Over half of the heavily criticised free allowances, which allow certain EU companies to emit CO2 without paying, will remain unchanged under current plans for the tool designed to replace them, according to climate think-tanks.
Companies in carbon-intensive sectors covered by Europe’s emissions trading scheme (ETS) currently receive a certain amount of free allowances to emit CO2 without having to pay for them.
However, this system, designed to prevent these industries from relocating to countries where it is cheaper to pollute, has been criticised for slowing down emission cuts in Europe.
In July, the European Commission proposed a carbon border adjustment mechanism as a replacement for these as well as a new way to protect businesses from cheaper imports.
But the industrial sectors included in the first rollout only account for 47% of free allowances, according to the think tank Sandbag.
That leaves 53% of total allowances untouched by the new legislation, meaning sectors that currently receive free allowances, like glass, chemicals, and refinery products, will see no change and, more importantly, no pressure to decarbonise.
“Once the carbon border adjustment mechanism is fully phased in, if nothing changes, around 50% of free allocations will remain in place,” Domien Vangenechten, a policy advisor at E3G told EURACTIV.
“What that means for the decarbonisation effort is that … these industries still won’t have to pay for their emissions, the price of emissions will not make their way down the value chain, so individual consumers won’t feel the impact of the carbon price, so there are limited incentives to change the production process or change consumption habits and polluters will be let off the hook for another 10 to 15 years,” he added.
Out of €11.5 billion of carbon-intensive basic materials imported into Europe, €6.5 billion will be included in the first rollout. The other €5 billion, like glass, paper, ferro-alloys and petroleum oils, may be included in a later phase, according to the report published on Tuesday (31 August) by think tanks E3G and Sandbag.
Under the proposal put forward in July, the carbon border tax is due to launch in 2023 with a trial period of three years where no charges will be levied. Before the end of this period, the European Commission will report on the scheme and possibly propose expanding it.
Even those sectors included in the first rollout will see no change until 2026 when their free allocations will begin to be gradually phased out.
While the transition phase was necessary to allow adjustments, there could have been more ambition than the 10-year period in the legislation, according to Vangenechten.
“I think a five to seven-year transition period would be more pressure,” he said.
Russia most impacted, but EU consumers will pay
The think tanks also looked at the geopolitical impact of the carbon border adjustment mechanism, which ruffled feathers across the globe even before the proposal was tabled.
Despite vocal opposition from the US and China in the run up to the publication of the plan, the fees faced by these countries will be almost negligible and it will be up to Europeans to face increased prices, the report published on Tuesday said.

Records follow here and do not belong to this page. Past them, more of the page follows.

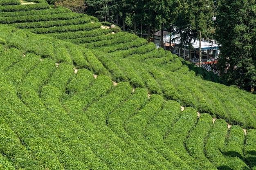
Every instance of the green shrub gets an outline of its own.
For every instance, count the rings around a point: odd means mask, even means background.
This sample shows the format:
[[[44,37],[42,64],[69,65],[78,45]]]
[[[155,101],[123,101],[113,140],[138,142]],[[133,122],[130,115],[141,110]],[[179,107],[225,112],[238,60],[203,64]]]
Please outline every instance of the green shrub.
[[[20,4],[20,2],[18,0],[1,0],[0,5],[16,5]]]
[[[251,169],[256,170],[255,159],[256,155],[256,130],[249,129],[247,130],[244,147],[245,158],[248,166]]]
[[[216,167],[219,167],[221,170],[231,170],[222,153],[227,130],[227,125],[224,119],[216,119],[205,143],[206,157]]]
[[[48,34],[48,36],[50,36],[54,38],[56,38],[59,39],[72,39],[78,38],[83,38],[85,37],[93,37],[94,36],[101,35],[103,34],[107,34],[110,32],[110,30],[108,29],[101,29],[101,28],[98,29],[94,29],[92,30],[68,33],[61,33],[59,34]],[[70,40],[69,41],[73,42],[72,40]],[[79,40],[75,40],[75,44],[79,44]]]
[[[0,11],[2,12],[22,11],[31,10],[38,10],[49,9],[49,6],[47,3],[28,4],[26,5],[4,5],[0,6]],[[4,20],[3,18],[2,19]]]
[[[201,113],[196,126],[186,142],[188,152],[198,161],[204,170],[216,169],[204,155],[205,141],[212,124],[212,117],[210,115]]]
[[[11,24],[9,24],[9,25],[12,26],[15,26],[20,29],[49,28],[52,26],[60,26],[70,25],[84,24],[89,22],[90,21],[91,19],[90,18],[84,17],[67,20]],[[33,30],[32,29],[31,30]]]
[[[4,50],[0,57],[0,71],[5,72],[7,68],[20,60],[22,55],[19,50],[12,48]]]
[[[91,51],[86,51],[84,55],[90,64],[94,74],[97,75],[104,74],[109,75],[110,73],[94,54]]]
[[[1,13],[1,17],[17,17],[26,15],[50,15],[56,13],[67,13],[70,12],[67,9],[56,8],[47,9],[41,9],[39,10],[26,11],[15,11],[2,12]],[[20,23],[21,25],[22,23]],[[24,24],[25,24],[25,23]],[[13,24],[13,26],[15,25]],[[19,25],[17,24],[17,25]]]
[[[127,77],[118,68],[116,64],[100,52],[95,51],[93,51],[92,52],[99,61],[103,64],[103,65],[108,71],[111,73],[113,81],[117,83],[128,81]]]
[[[87,69],[82,68],[77,71],[75,78],[67,86],[68,93],[81,93],[88,88],[94,80],[92,73]]]

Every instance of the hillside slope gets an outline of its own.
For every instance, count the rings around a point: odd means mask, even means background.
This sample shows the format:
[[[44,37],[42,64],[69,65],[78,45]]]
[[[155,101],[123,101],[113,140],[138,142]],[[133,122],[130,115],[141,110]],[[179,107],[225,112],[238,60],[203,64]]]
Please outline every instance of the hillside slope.
[[[93,17],[12,1],[0,169],[256,169],[255,95]]]

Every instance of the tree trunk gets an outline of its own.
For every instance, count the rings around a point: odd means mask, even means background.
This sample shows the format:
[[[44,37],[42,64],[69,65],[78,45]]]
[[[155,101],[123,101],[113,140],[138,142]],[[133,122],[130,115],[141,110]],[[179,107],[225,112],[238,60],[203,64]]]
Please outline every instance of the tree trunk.
[[[134,19],[134,34],[136,34],[137,33],[137,31],[136,30],[136,28],[137,27],[137,25],[136,23],[136,20]]]
[[[164,47],[164,45],[163,44],[163,23],[161,24],[161,42],[160,42],[160,44],[161,44],[161,47],[162,48],[163,48]]]
[[[140,23],[140,37],[142,38],[142,24]]]
[[[202,33],[201,31],[199,32],[199,66],[202,67],[202,46],[201,43],[202,42]]]
[[[110,18],[110,11],[108,10],[108,22],[111,22],[111,20]]]
[[[118,25],[118,13],[117,12],[117,25]]]
[[[150,25],[148,24],[148,42],[150,42]]]
[[[125,23],[124,23],[124,18],[123,18],[123,31],[124,31],[125,30],[124,29],[124,26],[125,26]]]
[[[153,42],[155,43],[155,24],[153,24]]]
[[[106,5],[106,12],[105,13],[105,22],[107,22],[107,5]]]

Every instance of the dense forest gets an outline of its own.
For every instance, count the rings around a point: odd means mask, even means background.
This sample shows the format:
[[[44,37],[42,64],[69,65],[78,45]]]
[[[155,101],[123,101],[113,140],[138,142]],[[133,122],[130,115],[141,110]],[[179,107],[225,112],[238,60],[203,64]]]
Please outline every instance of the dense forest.
[[[115,23],[124,31],[140,33],[141,37],[147,34],[149,41],[155,30],[171,32],[174,27],[180,35],[182,46],[192,49],[193,39],[217,40],[220,45],[218,69],[223,83],[236,84],[251,92],[256,86],[254,0],[48,1]]]

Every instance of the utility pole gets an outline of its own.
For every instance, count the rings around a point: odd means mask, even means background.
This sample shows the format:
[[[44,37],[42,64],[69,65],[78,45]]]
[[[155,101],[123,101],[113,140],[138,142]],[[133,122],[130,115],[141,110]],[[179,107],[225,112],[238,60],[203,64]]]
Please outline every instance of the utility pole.
[[[202,67],[202,33],[201,31],[199,31],[199,66]]]

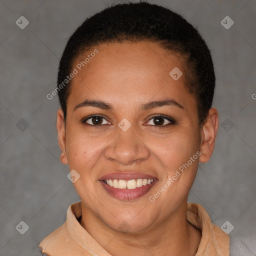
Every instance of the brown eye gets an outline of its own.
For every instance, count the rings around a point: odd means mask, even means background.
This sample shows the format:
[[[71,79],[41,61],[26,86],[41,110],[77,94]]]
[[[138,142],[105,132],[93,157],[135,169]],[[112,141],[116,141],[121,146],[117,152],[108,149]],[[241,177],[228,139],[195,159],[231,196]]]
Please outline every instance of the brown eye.
[[[82,122],[86,122],[88,124],[94,126],[108,124],[108,122],[104,118],[98,116],[91,116],[83,121]]]
[[[166,126],[168,124],[174,124],[175,120],[172,118],[164,116],[156,116],[152,118],[147,123],[148,124],[153,126]]]

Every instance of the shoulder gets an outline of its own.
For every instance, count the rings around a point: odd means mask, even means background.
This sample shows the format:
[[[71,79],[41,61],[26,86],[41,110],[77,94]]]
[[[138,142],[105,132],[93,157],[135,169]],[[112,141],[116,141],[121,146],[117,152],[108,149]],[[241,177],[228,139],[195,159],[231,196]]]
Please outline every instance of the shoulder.
[[[66,222],[42,240],[39,244],[42,254],[54,255],[50,252],[54,252],[58,248],[63,248],[70,237],[68,230]],[[44,255],[43,254],[43,255]]]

“The [carbon border adjustment mechanism], if implemented in its current proposed form, will raise the cost for EU importers of some Chinese goods to access the European market. But the overall impact is likely to be small as the current proposal only covers a small share of Chinese exports to the EU, and importers will recover most of the additional costs through higher prices in EU markets,” according to the report.
“The new cost to EU and foreign industries will likely be passed on to the direct consumers of the products covered in the CBAM, so that part of the cost will be recovered by importers in the form of higher selling prices for their products,” it adds.
The researchers found that, of the major European trading partners studied, imports from Russia will face the highest amount of fees in the first stage of the rollout.
In fact, the levy could inflict far more damage on Russia’s economy than the sanctions imposed on the country in 2014 after it annexed Crimea, according to the chief of oil giant Rosneft Igor Sechin.
There are fears in Moscow that the measure could affect goods like iron ore, aluminium, electricity and cement worth €6.47 billion and that the levy could be broadened to oil, gas and coal exports in the future.
The prices Russia faces will start off low, increasing from €442 million in 2026 to €1.9 billion in 2035, mostly on iron and steel, as well as fertilisers, according to the report. But this is still small compared to the total €91.4 billion worth of goods imported from Russia in 2019, it adds.
And the proportion will decrease even more as free allowances are phased out, meaning the net costs for Russian goods would only be around €602 million by 2035, the researchers said.